In "A Fracture In Belief" I will give you a couple of beautiful stories about this. Suffice to say that it feels uplifting to go into a mosque feeling like I belong there.
7. Which sect do I join?
Up to you. My advice though is, to join the sect of RasulAllah SAW and his rightly guided caliphs and companions, peace be on them all. All the other differences are mildly doctrinal. Apart from some wacky fringe stuff, you're pretty safe anywhere if you have this approach! If anyone asks you which sect you belong to, you ask them right back “Which sect did the Messenger of Allah SAW belong to?”. That is your sect. If you want to join one of the others, that's fine, and your choice. You have left an unhealthy cult that doesn't tolerate free thought or action, that's the main thing. I would encourage the direction I've already outlined, but really, there is no compulsion in religion.
8. What's all this Hanafi/Shaafi stuff I keep hearing about?
These are famous imams which give slightly different rulings on esoteric details of Islam. They all believe that RasulAllah SAW was the final prophet to be commissioned by Allah SWT. If you want to get into the more esoteric stuff, I will explain some more in "A Fracture In Belief". Otherwise, there are many learned people on the Internet, including my favourite ahmedi.org who can help. Once you are Muslim, you can go anywhere, join in with anyone.

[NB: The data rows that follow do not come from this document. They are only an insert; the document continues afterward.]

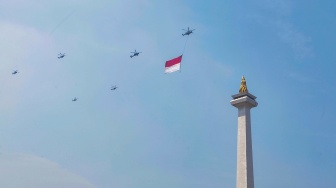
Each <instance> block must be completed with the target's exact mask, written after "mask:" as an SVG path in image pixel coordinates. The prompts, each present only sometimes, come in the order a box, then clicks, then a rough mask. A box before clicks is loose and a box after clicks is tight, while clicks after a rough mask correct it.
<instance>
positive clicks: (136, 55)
mask: <svg viewBox="0 0 336 188" xmlns="http://www.w3.org/2000/svg"><path fill="white" fill-rule="evenodd" d="M131 53H133V55H131V56H130V57H131V58H132V57H134V56H138V55H139V53H141V52H137V51H136V50H134V52H131Z"/></svg>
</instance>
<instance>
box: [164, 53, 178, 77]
mask: <svg viewBox="0 0 336 188" xmlns="http://www.w3.org/2000/svg"><path fill="white" fill-rule="evenodd" d="M181 61H182V55H180V56H178V57H176V58H174V59H171V60H168V61H166V65H165V73H172V72H175V71H178V70H180V69H181Z"/></svg>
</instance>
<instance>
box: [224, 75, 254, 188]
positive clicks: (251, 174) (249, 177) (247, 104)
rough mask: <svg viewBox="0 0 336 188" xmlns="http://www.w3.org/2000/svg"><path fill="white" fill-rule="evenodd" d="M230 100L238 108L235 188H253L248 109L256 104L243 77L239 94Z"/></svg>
mask: <svg viewBox="0 0 336 188" xmlns="http://www.w3.org/2000/svg"><path fill="white" fill-rule="evenodd" d="M232 98H233V100H231V101H230V102H231V105H232V106H234V107H236V108H238V137H237V180H236V187H237V188H254V176H253V156H252V134H251V113H250V109H251V108H253V107H256V106H257V105H258V103H257V102H256V101H255V99H256V97H255V96H253V95H252V94H250V93H249V92H248V90H247V86H246V81H245V78H244V76H243V77H242V81H241V86H240V89H239V94H236V95H233V96H232Z"/></svg>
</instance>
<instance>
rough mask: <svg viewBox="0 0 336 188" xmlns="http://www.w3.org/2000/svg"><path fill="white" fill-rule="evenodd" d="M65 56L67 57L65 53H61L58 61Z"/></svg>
mask: <svg viewBox="0 0 336 188" xmlns="http://www.w3.org/2000/svg"><path fill="white" fill-rule="evenodd" d="M64 56H65V53H63V54H62V53H59V54H58V57H57V58H58V59H61V58H63V57H64Z"/></svg>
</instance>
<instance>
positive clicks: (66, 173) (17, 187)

9. What about Isa AS - what do I do with my belief in that issue? I mean - I'm really convinced by the Ahmadi argument because it makes so much sense?
Well - I say - do some reading, speak to some knowledgeable imams, ones who have really studied properly, authentically, and make your own mind up.
Allah SWT gave you your mind and you are now AlHamdolilah, free to use it! Keep an open mind. That's all I ask.
And by the way. I promise you, Isa AS isn't buried in Yuz Asaf's tomb - and despite all the conjecture - nobody really knows what actually happened. Don't get conned into believing something just because it's in someone's interests to sell it to you. I used to believe in jama'at Ahmadiyya's version - now I don't. I read a ton of material from a number of conflicting sources.
Now I have an open mind. I don't have the facts, but I will be open to them when they arrive instead of supporting conjecture. I should remind you of course:
That they said (in boast), "We killed Christ Jesus the son of Mary, the Messenger of Allah";- but they killed him not, nor crucified him, but so it was made to appear to them, and those who differ therein are full of doubts, with no (certain) knowledge, but only conjecture to follow, for of a surety they killed him not:-
(Noble Qur'an 4:157)
10. Will I be happy in three months time?
Yes. Insha'Allah. Yes. Yes. Yes. Sunshine, wisdom, beauty, brotherhood, sisterhood, the unity with a pulse that stretches across the globe.
Welcome, welcome, welcome to the beautiful world of Islam. It's not what the Western media says it is. It's not what jama'at Ahmadiyya says it is. From someone who is on the "other side" I say "come on in, the water's fine".
May Allah SWT guide you all and bless you and keep you healthy and steadfast. Ameen.